求める答えは以下のように生成されるグラフの \(S\) から \(T\) への最大フローとして定式化できます。
カレー \(i\) に対応する頂点 \(A_i (1 \leq i \leq N)\), ライス \(j\) に対応する頂点 \(B_j (1 \leq j \leq M)\) および頂点 \(S\), \(T\) を用意する。
\(S\) から各 \(A_i\) に流量\(A_i\) の辺を張る。
各 \((A_i,B_j)\) に流量 \(1\) の辺を張る。
各 \(B_j\) から \(T\) に流量\(B_j\) の辺を張る。
このグラフは \(O(NM)\) 辺あるので直接最大フローを求めることはできませんが、最大フロー最小カット定理よりこれは \(S\), \(T\) 間の最小カットと等しいです。この値を求めることを考えます。
\(S\), \(T\) 間のカットは、\(S\), \(T\) 以外の各頂点を、 \(S\) が属する頂点集合 \(S\) と \(T\) が属する頂点集合 \(T\) のどちらか一方に割り当てる方法にあたります。
カットのコストは次のように表されます。
(\(T\) に属する \(A_i\) の和) \(+\) (\(S\) に属する \(B_j\) の和) \(+\) (\(S\) に属する\(A_i\) の個数) \(\times\) (\(T\)に属する\(B_j\)の個数)

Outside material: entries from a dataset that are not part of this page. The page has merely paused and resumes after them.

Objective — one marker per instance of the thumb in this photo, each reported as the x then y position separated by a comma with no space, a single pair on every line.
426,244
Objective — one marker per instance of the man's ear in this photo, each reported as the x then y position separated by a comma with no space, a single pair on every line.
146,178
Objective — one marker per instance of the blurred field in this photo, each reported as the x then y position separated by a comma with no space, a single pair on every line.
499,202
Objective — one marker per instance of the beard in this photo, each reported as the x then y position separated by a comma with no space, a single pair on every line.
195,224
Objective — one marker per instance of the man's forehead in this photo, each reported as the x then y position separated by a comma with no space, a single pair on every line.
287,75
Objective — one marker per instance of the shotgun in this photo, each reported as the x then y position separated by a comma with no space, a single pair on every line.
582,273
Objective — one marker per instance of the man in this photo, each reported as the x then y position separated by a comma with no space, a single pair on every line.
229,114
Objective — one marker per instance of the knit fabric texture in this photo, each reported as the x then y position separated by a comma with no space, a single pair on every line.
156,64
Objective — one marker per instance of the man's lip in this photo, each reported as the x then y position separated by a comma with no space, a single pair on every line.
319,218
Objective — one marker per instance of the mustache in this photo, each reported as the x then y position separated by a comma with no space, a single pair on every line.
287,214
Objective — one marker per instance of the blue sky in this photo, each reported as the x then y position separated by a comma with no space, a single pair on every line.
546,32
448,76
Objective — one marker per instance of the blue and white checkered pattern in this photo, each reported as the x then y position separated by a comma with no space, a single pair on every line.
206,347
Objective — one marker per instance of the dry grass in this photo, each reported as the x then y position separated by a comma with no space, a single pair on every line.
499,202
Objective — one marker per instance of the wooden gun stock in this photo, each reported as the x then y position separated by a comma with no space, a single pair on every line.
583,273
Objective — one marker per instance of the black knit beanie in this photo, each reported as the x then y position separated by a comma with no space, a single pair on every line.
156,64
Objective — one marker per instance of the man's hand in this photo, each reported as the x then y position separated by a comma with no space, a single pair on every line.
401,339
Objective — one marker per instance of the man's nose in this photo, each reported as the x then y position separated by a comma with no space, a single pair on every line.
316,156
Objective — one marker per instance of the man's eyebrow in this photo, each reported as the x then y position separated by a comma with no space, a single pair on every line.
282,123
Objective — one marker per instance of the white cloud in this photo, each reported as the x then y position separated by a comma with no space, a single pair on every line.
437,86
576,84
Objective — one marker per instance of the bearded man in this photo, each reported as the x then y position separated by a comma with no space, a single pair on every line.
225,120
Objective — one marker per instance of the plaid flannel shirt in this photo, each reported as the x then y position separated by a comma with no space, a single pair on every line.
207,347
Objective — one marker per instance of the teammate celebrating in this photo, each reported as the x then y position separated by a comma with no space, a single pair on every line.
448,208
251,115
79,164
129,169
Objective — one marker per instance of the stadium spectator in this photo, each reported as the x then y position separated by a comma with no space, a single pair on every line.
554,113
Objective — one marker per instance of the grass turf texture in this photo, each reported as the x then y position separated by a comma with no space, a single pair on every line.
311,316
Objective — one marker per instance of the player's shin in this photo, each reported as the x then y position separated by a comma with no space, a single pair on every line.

コストの最小化を考えるとき、\(A_i\) の降順に \(c\) 個を \(S\) 、 それ以外の \(N-c\) 個を \(T\) に割り当てるとしてよいです。
\(c\) を決め打つと、コストの式の第1項が定まります。また第2項と第3項への寄与を考えることで、\(B_j\) を \(S\) に所属させる場合のコストが\(B_j\)、\(T\)に所属させる場合のコストが \(c\) となります。よって \(\sum_{j} \min(B_j,c)\) が求まればよいです。
\(c\) を \(1\) ずつ大きくしたときの \(\sum_{j} \min(B_j,c)\) の変化を適切に管理することで、カットのコストの最小値を求めることができます。
時間計算量は \(O(N \log N + M \log M)\) や \(O(N \log N + M)\) です。